Broody hen sitting on eggs

Hatching time

When it is hatch time, do not interfere. You will be tempted, but restrain yourself. It usually hinders the process rather than helping it. I must say it is quite an experience to peer in at the mama hen and see her with her new babies — there is nothing like it! It’s important to clean the nest out, so when mama hen leaves the nest with her brood you can sneak in and retrieve the shell scraps and any eggs that did not hatch. I usually let mama and the chicks stay in privacy for about a week. Some people do not like the rest of the flock to mingle with the babies until they are around two months old or so, but I like to get them out young. This helps the older birds get used to them while the chicks still have mom to protect them.

Mother hens are very good about getting the chicks up the ramp and into the house every night. As each week goes by and you watch them grow, they begin to stray farther from mom. Then, after about eight or so weeks, she is done raising her brood and will return to laying eggs.

Common concerns

Here are some common worries poultry owners have. Usually during incubation you notice that mother hen, duck, or goose is not eating or drinking very much, if at all. This is normal — some get up every day to eat and some wait almost a week. It differs from bird to bird and species to species. Weather also has a lot to do with it. If it’s hot they usually get up more often for the eggs to breathe.
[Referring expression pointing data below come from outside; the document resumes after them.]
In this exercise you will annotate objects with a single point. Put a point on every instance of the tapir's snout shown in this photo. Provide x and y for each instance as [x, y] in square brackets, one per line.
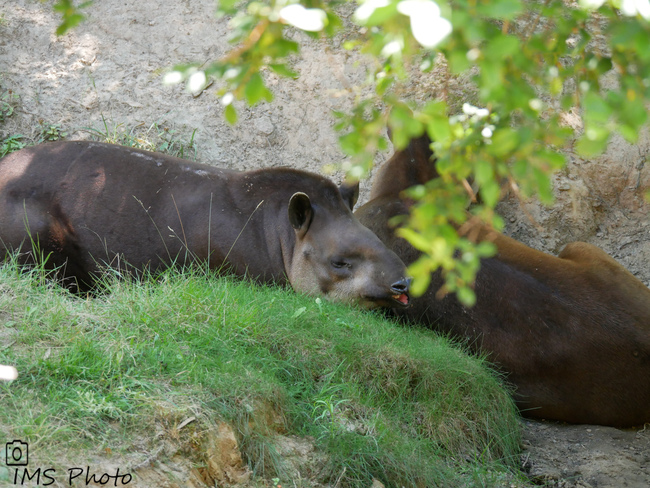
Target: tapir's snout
[400, 291]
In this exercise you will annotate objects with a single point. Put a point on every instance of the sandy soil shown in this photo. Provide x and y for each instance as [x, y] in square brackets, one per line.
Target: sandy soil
[109, 69]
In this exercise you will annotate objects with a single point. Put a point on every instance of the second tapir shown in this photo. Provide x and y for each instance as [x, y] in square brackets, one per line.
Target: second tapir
[571, 332]
[87, 206]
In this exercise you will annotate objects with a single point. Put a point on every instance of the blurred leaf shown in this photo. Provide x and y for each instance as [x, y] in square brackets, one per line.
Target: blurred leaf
[283, 70]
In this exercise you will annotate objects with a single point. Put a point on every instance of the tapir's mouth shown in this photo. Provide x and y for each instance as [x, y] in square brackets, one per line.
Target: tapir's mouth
[392, 301]
[402, 300]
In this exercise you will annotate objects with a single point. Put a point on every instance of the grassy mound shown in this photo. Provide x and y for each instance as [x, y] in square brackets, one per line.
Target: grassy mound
[112, 373]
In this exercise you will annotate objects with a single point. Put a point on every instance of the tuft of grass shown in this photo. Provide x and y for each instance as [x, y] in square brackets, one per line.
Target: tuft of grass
[156, 137]
[379, 400]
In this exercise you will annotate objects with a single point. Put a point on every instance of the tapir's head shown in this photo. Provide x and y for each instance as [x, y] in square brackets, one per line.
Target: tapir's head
[339, 258]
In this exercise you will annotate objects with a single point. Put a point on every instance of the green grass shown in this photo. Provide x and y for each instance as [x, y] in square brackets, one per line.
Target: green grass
[379, 400]
[156, 137]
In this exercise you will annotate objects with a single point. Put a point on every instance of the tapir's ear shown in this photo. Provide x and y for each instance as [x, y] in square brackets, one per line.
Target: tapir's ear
[349, 193]
[300, 212]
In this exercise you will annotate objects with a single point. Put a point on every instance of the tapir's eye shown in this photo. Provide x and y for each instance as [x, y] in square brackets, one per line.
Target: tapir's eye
[340, 264]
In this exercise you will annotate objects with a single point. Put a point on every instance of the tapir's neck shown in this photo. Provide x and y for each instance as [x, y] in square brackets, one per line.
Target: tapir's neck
[411, 166]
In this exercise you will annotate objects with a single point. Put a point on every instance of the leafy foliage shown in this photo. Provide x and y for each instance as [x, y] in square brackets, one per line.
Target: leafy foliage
[531, 62]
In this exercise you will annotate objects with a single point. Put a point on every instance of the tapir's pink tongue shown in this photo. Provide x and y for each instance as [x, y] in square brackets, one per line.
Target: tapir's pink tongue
[403, 298]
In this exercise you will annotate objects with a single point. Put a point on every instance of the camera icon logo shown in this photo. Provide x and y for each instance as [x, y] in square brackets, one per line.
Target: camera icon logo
[17, 453]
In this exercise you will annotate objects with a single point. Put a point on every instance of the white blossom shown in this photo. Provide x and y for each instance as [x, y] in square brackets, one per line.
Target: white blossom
[428, 27]
[308, 19]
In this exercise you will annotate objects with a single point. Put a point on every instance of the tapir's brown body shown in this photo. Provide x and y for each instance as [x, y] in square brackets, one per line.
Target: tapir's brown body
[90, 205]
[571, 332]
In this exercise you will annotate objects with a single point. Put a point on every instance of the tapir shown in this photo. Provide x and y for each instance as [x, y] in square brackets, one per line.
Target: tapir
[83, 207]
[571, 333]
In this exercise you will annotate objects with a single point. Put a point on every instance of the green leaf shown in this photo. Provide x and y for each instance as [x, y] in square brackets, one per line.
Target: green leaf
[504, 141]
[596, 109]
[231, 114]
[490, 193]
[255, 90]
[483, 171]
[500, 9]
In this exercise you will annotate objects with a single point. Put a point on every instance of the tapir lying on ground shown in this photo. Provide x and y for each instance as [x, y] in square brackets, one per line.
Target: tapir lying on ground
[572, 332]
[88, 205]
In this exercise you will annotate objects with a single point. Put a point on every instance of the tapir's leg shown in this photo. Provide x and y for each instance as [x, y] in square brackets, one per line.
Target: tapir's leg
[40, 234]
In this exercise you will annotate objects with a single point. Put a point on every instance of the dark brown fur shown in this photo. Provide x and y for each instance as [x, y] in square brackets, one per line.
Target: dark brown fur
[572, 332]
[91, 205]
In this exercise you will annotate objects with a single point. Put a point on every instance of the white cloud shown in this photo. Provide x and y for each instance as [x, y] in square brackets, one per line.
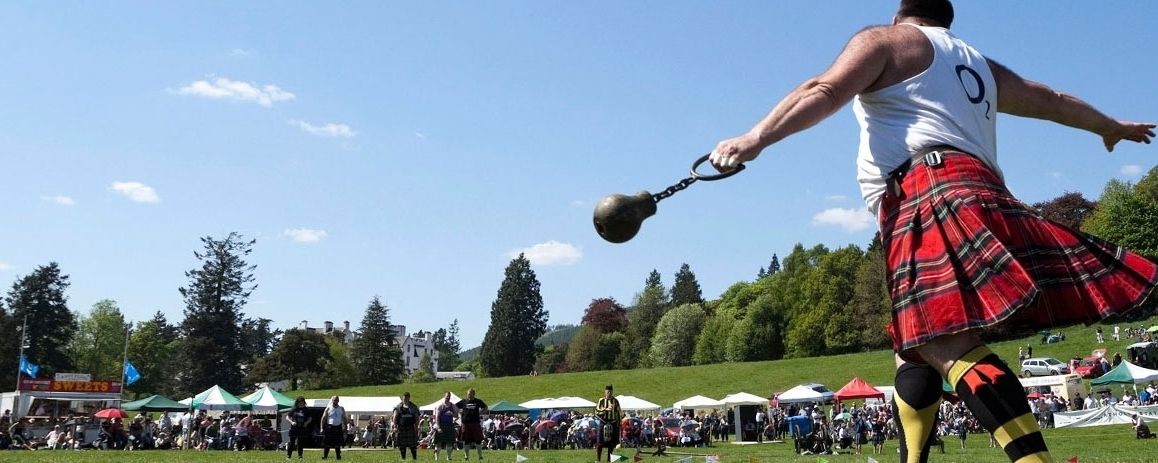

Another worry is what to do when they go broody in the winter. This doesn’t bother me too much, however I am in Kentucky and winters are not as cold and bitter as Minnesota. When I had a hen go broody in the winter, I put her in the corner of my uninsulated coop with plenty of bedding beneath her and between her box and the floor. Plus I stacked a few bales of straw around her for added insulation. It worked wonderfully.

Another thing to know is that the mother bird will not defecate much; usually it comes out in large, smelly globs when she gets up to eat. This is very normal for broody birds.

Because of her limited feeding and the energy it takes to brood the eggs she will lose some size to her. This is normal, but you’ll need to watch her. I have heard of it killing a hen if her eggs do not hatch and she keeps setting for a few months. This has never happened to me.

Broody birds are homestead workhorses. They are cost effective by providing new females for the flock as well as excess males for table use. They make incubating easier on you, because they do the work and you reap the benefits. The brooding behavior can vary from breed to breed and species to species, but with a little knowledge you can make the broody bird a working part of your homestead.